Despite some divergences, the UN and the AU have made important strides over the years in building a functioning partnership. The Council has long recognised that the various forms of conflict prevention and management needs in Africa, including most prominently peacekeeping, surpass the UN’s capacity. While UN peacekeeping has registered some marked successes, there is general recognition within the Council that its conflict prevention and mediation efforts in Africa have been less effective.
This recognition is shared by the AU, which, on its creation in 2002, crafted plans for an “African Peace and Security Architecture” and two years later established the PSC. Following these developments, the Council, meeting in Nairobi in 2004, adopted a presidential statement that among other things welcomed the establishment of the PSC and called on the international community to support the efforts of the AU to strengthen its peacekeeping capacity. This was followed by several other presidential statements and Council documents on the evolving relationship.
An important development in this respect was the Council’s 2007 open debate, organised by South Africa during its debut membership on the Council as an elected member, on the UN’s relationship with regional organisations, in particular the AU. That led to a presidential statement which, among other issues, asked the Secretary-General to provide a report on specific proposals for how the UN could better support arrangements for further cooperation and coordination with regional organisations. (For more detail, please see our Special Research Report of 10 May 2011, Working Together for Peace and Security in Africa: The Security Council and the AU Peace and Security Council.)
The UN has long recognised that productive burden-sharing between the UN and regional and subregional organisations could be the key to addressing many of the problems. (Chapter VIII of the UN Charter acknowledges the scope for contributions by regional organisations to the settlement of disputes.) The proliferation of crises in Africa requiring outside intervention gave focused attention to this. In January 1992, the Council, meeting for the first time at the level of Heads of State and Government, asked the Secretary-General to recommend ways to strengthen and make the UN more efficient for preventive diplomacy, peacemaking and peacekeeping.
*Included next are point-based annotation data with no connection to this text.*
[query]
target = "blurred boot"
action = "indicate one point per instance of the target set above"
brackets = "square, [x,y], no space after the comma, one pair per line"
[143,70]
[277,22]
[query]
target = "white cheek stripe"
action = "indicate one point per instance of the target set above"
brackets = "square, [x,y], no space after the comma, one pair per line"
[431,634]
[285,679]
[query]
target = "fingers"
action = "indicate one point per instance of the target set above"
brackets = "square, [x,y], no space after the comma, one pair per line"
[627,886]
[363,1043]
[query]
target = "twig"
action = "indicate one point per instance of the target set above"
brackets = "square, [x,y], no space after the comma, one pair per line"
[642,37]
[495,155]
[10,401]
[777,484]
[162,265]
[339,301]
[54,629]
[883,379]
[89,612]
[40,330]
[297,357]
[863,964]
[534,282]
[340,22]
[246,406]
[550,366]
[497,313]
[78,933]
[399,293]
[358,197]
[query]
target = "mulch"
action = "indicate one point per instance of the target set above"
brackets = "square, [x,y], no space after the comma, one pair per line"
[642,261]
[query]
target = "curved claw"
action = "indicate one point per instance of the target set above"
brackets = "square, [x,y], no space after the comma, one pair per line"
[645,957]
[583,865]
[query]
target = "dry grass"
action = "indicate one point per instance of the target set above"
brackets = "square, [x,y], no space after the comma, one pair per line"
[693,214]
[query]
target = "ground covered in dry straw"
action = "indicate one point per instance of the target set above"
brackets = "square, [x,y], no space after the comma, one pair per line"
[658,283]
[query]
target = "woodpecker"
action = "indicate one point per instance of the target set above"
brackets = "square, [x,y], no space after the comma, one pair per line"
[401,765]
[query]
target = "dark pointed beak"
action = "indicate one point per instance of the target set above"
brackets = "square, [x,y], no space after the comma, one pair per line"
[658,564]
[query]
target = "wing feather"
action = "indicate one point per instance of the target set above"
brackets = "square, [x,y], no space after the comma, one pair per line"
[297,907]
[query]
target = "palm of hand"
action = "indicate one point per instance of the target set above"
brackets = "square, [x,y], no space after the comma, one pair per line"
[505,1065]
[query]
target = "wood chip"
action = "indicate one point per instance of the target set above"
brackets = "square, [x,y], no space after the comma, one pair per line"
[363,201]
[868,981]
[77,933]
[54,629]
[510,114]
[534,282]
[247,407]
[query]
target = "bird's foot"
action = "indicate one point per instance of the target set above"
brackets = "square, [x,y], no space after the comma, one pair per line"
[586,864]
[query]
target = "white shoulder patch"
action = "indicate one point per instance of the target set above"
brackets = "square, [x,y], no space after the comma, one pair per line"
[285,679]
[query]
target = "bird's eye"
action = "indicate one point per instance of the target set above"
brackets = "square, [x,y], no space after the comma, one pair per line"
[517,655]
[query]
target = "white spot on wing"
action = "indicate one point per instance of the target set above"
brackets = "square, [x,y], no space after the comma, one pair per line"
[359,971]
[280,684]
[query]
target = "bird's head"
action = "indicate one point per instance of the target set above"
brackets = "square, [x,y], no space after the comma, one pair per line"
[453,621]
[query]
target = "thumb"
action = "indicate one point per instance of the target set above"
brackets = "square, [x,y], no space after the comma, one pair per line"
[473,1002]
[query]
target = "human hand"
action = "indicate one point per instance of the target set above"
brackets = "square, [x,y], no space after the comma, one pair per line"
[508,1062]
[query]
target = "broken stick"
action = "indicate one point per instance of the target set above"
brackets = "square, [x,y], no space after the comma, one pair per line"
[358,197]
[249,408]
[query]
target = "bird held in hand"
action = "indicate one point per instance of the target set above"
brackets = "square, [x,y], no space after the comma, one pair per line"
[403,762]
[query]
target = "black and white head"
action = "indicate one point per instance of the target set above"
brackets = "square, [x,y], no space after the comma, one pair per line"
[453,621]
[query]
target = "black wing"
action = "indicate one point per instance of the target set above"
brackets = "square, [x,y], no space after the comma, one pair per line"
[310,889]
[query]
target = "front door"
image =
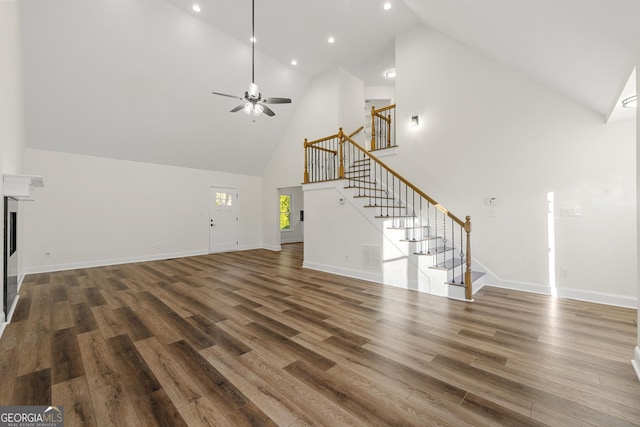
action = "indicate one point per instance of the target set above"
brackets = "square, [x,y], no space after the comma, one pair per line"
[223,219]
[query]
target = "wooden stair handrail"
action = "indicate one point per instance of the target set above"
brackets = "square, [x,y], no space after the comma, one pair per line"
[404,180]
[388,107]
[355,132]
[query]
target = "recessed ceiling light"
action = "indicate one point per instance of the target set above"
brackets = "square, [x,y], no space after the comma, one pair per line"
[631,102]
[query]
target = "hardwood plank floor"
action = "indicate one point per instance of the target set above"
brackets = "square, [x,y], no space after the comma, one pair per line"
[250,338]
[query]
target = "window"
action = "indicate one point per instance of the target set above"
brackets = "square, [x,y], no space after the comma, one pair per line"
[224,199]
[285,212]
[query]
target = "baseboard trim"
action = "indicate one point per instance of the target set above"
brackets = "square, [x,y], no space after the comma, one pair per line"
[114,261]
[576,294]
[636,362]
[599,297]
[4,323]
[521,286]
[347,272]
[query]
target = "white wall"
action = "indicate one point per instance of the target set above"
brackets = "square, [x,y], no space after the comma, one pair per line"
[321,112]
[489,131]
[636,359]
[98,211]
[11,103]
[296,232]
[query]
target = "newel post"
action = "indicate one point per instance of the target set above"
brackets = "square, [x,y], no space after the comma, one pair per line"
[373,128]
[306,163]
[341,159]
[389,129]
[468,293]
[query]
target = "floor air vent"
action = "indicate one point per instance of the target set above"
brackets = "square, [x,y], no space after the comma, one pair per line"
[371,257]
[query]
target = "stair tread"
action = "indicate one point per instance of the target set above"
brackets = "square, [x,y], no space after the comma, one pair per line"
[363,180]
[385,206]
[457,281]
[422,239]
[415,227]
[434,251]
[363,188]
[372,197]
[448,264]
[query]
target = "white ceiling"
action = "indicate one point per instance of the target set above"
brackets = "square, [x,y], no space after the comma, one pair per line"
[582,48]
[132,80]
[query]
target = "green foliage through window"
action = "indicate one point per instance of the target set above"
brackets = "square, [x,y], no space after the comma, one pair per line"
[285,212]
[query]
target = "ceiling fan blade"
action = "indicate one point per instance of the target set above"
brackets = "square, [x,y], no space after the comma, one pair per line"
[228,96]
[276,101]
[268,111]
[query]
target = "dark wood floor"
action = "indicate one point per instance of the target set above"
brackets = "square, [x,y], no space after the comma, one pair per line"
[251,338]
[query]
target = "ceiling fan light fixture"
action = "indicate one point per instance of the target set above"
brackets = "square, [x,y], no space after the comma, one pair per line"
[630,102]
[254,92]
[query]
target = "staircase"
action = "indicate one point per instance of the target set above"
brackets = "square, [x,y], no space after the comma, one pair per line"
[421,228]
[437,241]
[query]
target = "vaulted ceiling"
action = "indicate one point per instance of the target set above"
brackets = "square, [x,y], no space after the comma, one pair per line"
[132,80]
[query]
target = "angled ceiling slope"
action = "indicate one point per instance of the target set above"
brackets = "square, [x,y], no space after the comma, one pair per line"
[582,48]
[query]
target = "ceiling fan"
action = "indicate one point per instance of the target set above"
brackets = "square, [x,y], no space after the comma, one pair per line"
[254,102]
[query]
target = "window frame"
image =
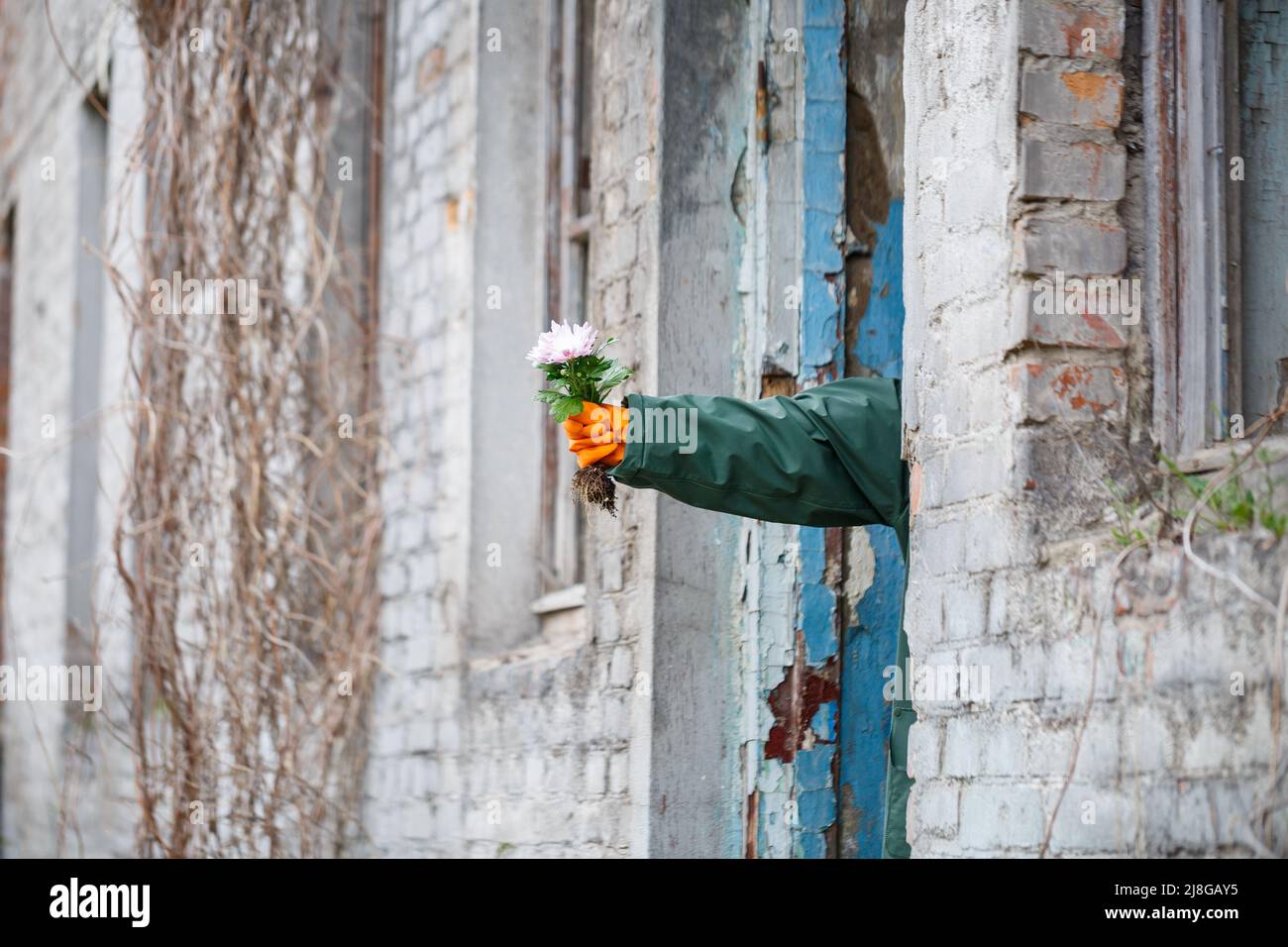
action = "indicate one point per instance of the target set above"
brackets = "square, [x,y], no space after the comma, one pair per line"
[1194,99]
[570,228]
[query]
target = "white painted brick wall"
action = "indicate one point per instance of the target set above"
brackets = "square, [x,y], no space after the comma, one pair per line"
[522,754]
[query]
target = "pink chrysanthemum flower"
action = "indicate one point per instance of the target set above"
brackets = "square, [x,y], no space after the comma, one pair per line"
[563,343]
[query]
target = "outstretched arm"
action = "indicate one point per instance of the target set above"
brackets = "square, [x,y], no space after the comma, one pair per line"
[827,457]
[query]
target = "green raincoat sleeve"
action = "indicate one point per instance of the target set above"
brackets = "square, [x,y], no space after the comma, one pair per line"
[827,457]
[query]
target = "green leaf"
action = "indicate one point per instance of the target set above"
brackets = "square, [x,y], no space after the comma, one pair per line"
[565,407]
The result was that in June 1992, the Secretary-General issued his report, An Agenda for Peace, in which he highlighted the role that regional organisations could play in preventive diplomacy, early-warning systems for crisis prevention, peacekeeping and post-conflict peacebuilding.
To date, the Council and the PSC have cooperated on several initiatives, including the AU-led AU Mission in Somalia (AMISOM) and the AU-UN Hybrid Mission in Darfur (UNAMID). Since 2007, members of the two councils have held annual meetings, alternating between their respective headquarters, Addis Ababa and New York.
Following an open debate on 22 October 2010 which discussed the Secretary-General’s report on assistance to AU peacekeeping operations, the Council adopted a presidential statement requesting a report from the Secretary-General defining the UN Secretariat’s strategic vision for UN-AU cooperation in peace and security and taking into account the lessons learnt from the various experiences of joint cooperation between the two bodies. The report was expected to be made available in 2011 but has been delayed and is now likely to be issued in early 2012.
At the 16th Ordinary Session of the AU Assembly in January 2011, the chairperson of the AU was asked to submit to the PSC a report on the AU’s “strategic vision of the cooperation between the African Union and the UN on peace and security matters.” The report would be a “contribution to the consideration by the Security Council of the next report of the UN Secretary-General on this issue, bearing in mind relevant AU decisions and the need for flexible and creative interpretation of Chapter VIII of the UN Charter.” The report is expected to be issued later this month and is likely to stress the development of the relationship to the level of a strategic partnership that emphasises mutual respect, African ownership and priority-setting on issues involving peace and security on the continent; high-level dialogue between the PSC and the Council; and clarification of the principle of subsidiarity.
Key Issues
A key issue is how to ensure that the relationship is effective on a strategic, as well as operational level.
Another key issue for the Council is to devise an effective working method on African issues that would benefit from the partnership with the PSC.
Underlying Issues
A key area of unease in the relationship between the Council and the PSC concerns the putative issue of equality of status. The UN’s Charter mandates the Council as having the primary responsibility for international peace and security. Chapter VIII, though recognising the role of regional organisations, merely underlines this mandate.
Consequently, there is anxiety, especially among the P5 members, about diluting this mandate by appearing to defer to the PSC on African peace and security issues. This is the reason why, though the two organs have held several annual consultations to date, the Council has presented these meetings as between individual members of the Security Council—not the Council itself—and the PSC.
The PSC, on the other hand, has held that its understanding of and interest in peace and security issues in Africa far surpasses that of the Council and should therefore enable it to take the lead on such issues with financial and diplomatic support from the UN Security Council.
Council Dynamics
This is one of the more contentious thematic issues on the Council’s agenda, for it goes to the core of the Council’s mandate: primacy on matters relating to maintenance of international peace and security. Almost all the P5 members appear largely inflexible on this point, though they recognise the important role that the AU plays, and can potentially play, in Africa.
On the other hand, some of the elected Council members, including South Africa and India, and exiting members Gabon and Nigeria, appear to prefer deference to the greater knowledge and interest of the PSC concerning emerging issues relating to peace and security in Africa that are not already on the Council’s agenda.